Events
Economics and Business Upcoming Events
MEE Seminar Speaker
Friday April 28, 2023
10:00am
Engineering Hall 211
Sheila Olmstead is a professor at the Lyndon B. Johnson School of Public Affairs at The University of Texas at Austin (UT), a visiting fellow at Resources for the Future (RFF) in Washington, DC and a senior fellow at the Property and Environment Research Center in Bozeman, Mont. From 2016 to 2017, she served as the senior economist for energy and the environment at the President’s Council of Economic Advisers.
Before joining UT in 2013, Dr. Olmstead was a senior fellow (2013) and fellow (2010–13) at RFF, as well as associate professor (2007–10) and assistant professor (2002–07) of environmental economics at the Yale School of Forestry and Environmental Studies. She is currently an editor of the Journal of the Association of Environmental and Resource Economists.
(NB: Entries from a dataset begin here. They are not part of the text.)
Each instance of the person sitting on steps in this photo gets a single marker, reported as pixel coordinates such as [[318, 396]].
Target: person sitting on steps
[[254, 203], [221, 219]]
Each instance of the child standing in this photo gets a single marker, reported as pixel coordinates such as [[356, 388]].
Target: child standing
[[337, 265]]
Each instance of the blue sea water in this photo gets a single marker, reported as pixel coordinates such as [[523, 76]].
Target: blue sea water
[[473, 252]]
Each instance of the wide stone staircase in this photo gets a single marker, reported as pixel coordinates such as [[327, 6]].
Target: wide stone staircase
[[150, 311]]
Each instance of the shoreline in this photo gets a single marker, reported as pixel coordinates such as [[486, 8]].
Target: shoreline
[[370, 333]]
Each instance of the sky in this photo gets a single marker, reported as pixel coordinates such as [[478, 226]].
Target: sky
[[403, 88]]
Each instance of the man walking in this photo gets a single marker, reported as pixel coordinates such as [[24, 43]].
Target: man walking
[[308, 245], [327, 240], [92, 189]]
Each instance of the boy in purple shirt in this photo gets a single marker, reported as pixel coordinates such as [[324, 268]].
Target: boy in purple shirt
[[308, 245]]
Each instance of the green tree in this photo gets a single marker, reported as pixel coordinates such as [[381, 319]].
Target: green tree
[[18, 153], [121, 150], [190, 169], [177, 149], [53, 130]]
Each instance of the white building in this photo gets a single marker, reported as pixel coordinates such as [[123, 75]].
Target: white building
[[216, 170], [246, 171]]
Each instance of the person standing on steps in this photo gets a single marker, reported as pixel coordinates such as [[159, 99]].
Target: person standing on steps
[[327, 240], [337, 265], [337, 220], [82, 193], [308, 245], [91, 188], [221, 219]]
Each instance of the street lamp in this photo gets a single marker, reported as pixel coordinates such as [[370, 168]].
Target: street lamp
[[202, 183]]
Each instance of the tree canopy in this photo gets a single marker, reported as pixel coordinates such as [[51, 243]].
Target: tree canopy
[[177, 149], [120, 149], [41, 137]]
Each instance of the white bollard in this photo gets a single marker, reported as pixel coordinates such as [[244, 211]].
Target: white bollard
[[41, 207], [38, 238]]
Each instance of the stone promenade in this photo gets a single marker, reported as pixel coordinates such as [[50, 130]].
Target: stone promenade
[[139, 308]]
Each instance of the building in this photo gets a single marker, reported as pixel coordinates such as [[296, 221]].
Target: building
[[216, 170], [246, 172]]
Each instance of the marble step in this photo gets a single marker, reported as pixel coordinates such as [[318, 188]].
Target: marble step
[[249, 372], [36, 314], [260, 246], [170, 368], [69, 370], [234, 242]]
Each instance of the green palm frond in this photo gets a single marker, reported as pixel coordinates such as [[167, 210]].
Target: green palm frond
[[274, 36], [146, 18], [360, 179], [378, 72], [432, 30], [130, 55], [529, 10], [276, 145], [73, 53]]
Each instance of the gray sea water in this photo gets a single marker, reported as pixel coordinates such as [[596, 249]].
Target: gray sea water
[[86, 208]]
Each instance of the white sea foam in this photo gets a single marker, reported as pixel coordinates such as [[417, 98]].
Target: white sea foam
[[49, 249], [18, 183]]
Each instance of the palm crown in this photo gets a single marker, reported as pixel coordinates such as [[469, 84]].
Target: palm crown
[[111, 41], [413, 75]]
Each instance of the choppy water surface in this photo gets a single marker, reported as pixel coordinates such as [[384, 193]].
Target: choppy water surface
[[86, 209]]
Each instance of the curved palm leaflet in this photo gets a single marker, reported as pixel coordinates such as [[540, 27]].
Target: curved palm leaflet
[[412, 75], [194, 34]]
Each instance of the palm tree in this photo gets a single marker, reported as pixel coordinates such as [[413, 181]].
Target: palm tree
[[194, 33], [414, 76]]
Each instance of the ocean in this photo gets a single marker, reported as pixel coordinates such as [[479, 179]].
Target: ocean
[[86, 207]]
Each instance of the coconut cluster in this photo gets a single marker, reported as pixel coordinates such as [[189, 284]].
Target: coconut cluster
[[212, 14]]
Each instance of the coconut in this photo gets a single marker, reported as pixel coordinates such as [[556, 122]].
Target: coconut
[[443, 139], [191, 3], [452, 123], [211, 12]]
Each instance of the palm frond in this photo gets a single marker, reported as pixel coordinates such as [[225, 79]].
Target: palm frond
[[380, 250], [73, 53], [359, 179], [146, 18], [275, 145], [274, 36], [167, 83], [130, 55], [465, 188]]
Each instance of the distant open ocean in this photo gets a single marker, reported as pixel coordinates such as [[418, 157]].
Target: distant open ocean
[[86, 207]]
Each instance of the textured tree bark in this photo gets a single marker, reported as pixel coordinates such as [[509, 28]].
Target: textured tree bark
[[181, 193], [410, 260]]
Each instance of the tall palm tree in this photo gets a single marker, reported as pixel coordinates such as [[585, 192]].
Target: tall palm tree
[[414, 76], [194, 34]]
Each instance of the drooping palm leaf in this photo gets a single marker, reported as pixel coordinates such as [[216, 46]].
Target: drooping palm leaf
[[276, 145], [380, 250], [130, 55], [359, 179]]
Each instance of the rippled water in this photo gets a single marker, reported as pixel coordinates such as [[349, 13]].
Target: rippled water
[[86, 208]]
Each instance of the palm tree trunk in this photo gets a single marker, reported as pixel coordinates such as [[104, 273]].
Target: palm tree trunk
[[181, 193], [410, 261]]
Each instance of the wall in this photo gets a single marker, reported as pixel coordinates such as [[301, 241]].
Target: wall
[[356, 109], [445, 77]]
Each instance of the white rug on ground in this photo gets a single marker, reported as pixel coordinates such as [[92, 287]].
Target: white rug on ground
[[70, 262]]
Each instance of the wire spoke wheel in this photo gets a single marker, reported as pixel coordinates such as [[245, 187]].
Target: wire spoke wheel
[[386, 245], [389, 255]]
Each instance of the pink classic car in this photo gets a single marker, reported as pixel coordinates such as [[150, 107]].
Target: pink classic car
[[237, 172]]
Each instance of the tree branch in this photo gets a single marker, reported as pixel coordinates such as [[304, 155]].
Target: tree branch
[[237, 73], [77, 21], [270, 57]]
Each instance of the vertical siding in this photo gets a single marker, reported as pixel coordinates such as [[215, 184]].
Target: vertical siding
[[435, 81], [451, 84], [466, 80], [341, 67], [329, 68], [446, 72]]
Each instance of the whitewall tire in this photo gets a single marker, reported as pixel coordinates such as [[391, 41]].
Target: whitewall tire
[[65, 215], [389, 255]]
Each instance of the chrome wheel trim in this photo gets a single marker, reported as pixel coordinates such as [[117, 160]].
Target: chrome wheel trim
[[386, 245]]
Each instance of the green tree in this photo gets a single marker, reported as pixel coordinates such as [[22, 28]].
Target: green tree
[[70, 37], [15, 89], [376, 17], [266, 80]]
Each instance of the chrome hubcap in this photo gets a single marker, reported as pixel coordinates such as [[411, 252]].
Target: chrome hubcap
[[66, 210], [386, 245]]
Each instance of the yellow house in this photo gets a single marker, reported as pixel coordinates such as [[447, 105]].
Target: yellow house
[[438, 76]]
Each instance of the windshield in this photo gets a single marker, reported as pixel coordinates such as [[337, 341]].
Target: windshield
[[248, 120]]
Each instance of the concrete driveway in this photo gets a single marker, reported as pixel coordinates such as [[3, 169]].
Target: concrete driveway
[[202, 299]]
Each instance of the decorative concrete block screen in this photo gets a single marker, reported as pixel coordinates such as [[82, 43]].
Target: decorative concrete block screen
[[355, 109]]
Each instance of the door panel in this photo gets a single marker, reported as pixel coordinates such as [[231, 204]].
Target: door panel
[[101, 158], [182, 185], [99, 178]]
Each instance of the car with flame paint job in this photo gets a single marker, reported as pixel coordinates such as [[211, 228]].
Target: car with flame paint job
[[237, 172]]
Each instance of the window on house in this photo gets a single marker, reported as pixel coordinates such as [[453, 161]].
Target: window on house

She has also served as vice president and a member of the board of directors of the Association of Environmental and Resource Economists, as associate editor of Water Resources Research, as co-editor of Environmental and Resource Economics, book review editor of Water Economics and Policy, and as editorial council member for the Journal of the Association of Environmental and Resource Economists. Dr. Olmstead holds a Ph.D. in public policy from Harvard University (2002), a master’s in public affairs from The University of Texas at Austin (1996) and a B.A. from the University of Virginia (1992).
Does drought reduce economic activity?
This paper examines the global effects of droughts on economic activity, proxied by remote-sensed nighttime lights data. We use two different, comprehensive indices of drought severity, one remote-sensed and one constructed from ground-sensed meteorological data, contributing to a literature on climate extremes that has previously focused on precipitation, rather than drought. Results suggest that moderate-or-worse droughts in the current year reduce luminosity by about 1 percent, with smaller but statistically significant impacts under even mild and incipient drought conditions. We estimate some lagged effects as well; moderate-or-worse droughts may reduce lights up to four years after they occur. We also test for mediating effects of access to groundwater resources of varying quality and access to reservoirs impounded by dams. We find evidence consistent with both groundwater and dams mitigating droughts’ economic impacts, though some of these results are not fully robust to the choice of drought index.